• Bleach, HTML sanitizer and auto-linker

    by  • 25 February 2010 • Articles

    Bleach is a whitelist-based HTML sanitizer and auto-linker in Python, built on html5lib, for AMO and SUMO and released under the BSD license.

    Bleach has two main functions: sanitizing HTML based on a whitelist of tags and attributes, and turning URLs into links. It uses html5lib for both.

    For more information on using Bleach, see the README included in the source. For more info on how Bleach works, follow below the jump.

    Sanitizing HTML

    Bleach’s clean() function uses a slightly custom version of html5lib’s HTMLSanitizer tokenizer that adds support for per-tag attribute whitelists. Any entity that is not part of a whitelisted tag or valid entity will be encoded. Legitimate entities and tags are allowed. The default whitelist is set up for AMO.

    Linkifying Text

    The linkify() function is a little more complicated. Naïve implementations usually rely on a simple regular expression to find URL-like strings, but this quickly becomes insufficient when you need to handle situations like these:

    • <em>http://example.com</em> (should be linkified)
    • <a href="http://example.com">test</a> (already linked, no need to linkify)
    • <a href="http://example.com">http://example.com</a> (really don’t need to linkify)
    • <em>http://xx.com <a href="http://example.com">http://example.com</a></em> (regular expression freak-out)

    So linkify() actually uses html5lib to build a document fragment and walks it, only applying the naïve regular expression in safe locations. In pseudocode:

    1. tree = parseFragment(input)
    3. linkify_nodes (tree):
    4.     for node in tree:
    5.         if node is a text node:
    6.             replace node with text nodes and links
    7.         else if node is a link:
    8.             if nofollow:
    9.                 set rel="nofollow" on node
    10.         else:
    11.             linkify_nodes(node.childNodes)
    13. return string(linkify_nodes(tree))

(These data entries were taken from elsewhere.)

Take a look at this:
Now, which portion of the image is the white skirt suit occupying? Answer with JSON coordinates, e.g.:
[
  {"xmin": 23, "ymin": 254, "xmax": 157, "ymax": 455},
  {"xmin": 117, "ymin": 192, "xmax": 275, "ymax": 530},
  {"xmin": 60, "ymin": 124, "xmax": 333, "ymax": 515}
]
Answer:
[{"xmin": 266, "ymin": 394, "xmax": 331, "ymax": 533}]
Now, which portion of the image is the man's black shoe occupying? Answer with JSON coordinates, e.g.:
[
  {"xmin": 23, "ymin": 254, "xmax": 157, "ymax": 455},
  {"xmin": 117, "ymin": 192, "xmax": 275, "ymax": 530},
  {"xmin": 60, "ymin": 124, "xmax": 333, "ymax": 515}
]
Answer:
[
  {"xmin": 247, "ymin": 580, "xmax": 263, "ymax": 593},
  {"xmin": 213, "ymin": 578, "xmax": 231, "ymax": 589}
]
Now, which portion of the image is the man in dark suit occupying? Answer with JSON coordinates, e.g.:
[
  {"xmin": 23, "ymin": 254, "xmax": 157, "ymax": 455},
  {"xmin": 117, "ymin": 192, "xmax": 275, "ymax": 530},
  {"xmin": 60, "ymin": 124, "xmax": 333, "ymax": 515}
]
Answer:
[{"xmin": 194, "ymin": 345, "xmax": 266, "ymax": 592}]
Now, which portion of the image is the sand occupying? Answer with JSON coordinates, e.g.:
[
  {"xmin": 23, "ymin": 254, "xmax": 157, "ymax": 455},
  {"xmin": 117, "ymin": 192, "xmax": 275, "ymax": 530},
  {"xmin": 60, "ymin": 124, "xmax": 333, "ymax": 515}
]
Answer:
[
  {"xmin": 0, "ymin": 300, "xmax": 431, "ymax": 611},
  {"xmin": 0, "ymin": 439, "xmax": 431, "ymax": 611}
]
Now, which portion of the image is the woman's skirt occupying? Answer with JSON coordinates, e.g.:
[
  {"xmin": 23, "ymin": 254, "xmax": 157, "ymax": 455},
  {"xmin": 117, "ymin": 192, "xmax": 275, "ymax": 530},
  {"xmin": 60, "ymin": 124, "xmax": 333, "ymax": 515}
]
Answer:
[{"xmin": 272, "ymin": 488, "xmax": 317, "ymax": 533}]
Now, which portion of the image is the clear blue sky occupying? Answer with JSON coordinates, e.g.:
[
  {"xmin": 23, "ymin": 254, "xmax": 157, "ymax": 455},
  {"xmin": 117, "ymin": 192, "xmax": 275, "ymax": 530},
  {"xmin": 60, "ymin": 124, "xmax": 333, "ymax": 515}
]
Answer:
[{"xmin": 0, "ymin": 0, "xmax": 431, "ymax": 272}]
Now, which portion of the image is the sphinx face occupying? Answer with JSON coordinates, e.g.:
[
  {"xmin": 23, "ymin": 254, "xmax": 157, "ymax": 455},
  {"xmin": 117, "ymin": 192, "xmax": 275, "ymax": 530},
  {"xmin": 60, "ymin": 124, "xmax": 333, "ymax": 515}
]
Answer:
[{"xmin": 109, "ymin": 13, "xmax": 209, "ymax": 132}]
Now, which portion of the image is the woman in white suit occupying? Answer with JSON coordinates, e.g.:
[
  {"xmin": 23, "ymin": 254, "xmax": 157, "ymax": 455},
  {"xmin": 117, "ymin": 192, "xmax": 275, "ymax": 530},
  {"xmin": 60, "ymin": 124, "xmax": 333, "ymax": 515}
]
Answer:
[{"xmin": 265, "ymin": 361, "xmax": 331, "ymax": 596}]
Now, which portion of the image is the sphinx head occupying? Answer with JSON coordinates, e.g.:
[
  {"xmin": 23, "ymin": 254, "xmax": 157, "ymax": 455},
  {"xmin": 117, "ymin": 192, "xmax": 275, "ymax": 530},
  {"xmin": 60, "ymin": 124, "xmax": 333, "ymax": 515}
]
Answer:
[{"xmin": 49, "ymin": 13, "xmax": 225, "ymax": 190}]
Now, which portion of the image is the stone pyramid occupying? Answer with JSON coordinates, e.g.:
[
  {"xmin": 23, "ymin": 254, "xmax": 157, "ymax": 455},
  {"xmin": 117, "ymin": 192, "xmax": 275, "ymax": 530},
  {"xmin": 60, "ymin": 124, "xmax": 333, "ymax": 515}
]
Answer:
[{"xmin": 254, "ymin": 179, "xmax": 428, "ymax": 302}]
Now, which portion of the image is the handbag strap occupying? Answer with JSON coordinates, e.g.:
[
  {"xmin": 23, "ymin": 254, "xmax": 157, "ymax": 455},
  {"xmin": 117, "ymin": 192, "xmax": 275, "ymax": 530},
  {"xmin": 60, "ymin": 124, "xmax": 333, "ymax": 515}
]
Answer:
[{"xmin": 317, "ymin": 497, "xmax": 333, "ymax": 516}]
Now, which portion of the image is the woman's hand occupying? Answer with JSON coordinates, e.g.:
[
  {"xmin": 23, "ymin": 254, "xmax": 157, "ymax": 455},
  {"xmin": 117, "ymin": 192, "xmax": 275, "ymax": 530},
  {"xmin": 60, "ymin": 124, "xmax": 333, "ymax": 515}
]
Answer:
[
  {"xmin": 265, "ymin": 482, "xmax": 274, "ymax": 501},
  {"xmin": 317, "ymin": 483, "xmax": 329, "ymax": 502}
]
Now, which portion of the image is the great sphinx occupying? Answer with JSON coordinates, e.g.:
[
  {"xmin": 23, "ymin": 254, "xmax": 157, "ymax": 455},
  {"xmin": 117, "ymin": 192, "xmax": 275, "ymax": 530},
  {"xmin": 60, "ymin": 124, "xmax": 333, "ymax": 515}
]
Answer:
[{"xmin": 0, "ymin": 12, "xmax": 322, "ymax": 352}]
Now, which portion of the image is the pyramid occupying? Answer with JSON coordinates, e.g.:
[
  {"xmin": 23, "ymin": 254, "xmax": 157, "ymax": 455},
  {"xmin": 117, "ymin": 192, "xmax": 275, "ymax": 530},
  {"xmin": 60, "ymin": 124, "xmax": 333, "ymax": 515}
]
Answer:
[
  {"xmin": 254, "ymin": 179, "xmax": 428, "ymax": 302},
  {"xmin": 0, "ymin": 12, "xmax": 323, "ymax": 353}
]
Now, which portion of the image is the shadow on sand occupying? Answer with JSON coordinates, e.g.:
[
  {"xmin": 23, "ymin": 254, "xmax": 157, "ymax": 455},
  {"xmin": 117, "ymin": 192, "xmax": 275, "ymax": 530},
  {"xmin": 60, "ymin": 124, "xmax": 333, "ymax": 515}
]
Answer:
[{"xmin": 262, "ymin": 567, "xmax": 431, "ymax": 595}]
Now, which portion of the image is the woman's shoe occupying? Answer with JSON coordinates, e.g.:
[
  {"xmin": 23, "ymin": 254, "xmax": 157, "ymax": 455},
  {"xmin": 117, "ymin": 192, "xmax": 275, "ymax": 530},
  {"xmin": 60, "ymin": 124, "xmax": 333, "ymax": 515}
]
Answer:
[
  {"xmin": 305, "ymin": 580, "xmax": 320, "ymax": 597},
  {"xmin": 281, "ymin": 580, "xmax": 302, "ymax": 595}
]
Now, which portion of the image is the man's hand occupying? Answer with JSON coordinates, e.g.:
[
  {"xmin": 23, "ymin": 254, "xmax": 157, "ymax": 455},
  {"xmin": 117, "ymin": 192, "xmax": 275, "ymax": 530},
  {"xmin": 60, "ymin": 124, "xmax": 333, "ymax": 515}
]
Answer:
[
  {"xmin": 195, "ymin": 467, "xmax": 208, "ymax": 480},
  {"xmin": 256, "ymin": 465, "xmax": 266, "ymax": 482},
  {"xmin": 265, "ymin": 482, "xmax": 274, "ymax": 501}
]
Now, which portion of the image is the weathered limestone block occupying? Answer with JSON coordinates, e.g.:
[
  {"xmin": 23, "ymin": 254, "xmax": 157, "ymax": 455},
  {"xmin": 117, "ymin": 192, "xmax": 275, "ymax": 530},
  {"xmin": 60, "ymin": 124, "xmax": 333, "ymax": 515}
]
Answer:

    This avoids attempting to apply the regular expression to things like tag attributes, the inside of <a> tags, and other places it should generally be avoided. It also lets us do things like set the rel attribute on links already in the text and pass the href attribute through the same filter it would go through if we created the link. This filter lets us redirect links through an outbound redirect, so people know they’re leaving a Mozilla site. You could do other things with it, like rickroll your visitors. That’s up to you.

    Bad HTML

    Because both clean() and linkify() use html5lib and construct document trees, using either will fix up code mistakes, like unclosed takes, and escape bare entities. linkify() allows basically every tag and attribute, so if you need to limit the legal HTML to a subset, use clean() (or the shortcut bleach() to clean then linkify).

    Getting Bleach

    Bleach is available on Github, or can be installed via pip or easy_install. Improvements and test cases are very welcome! Actually, there’s one disabled test right now that is not supported. If you can make it work, that would be pretty great!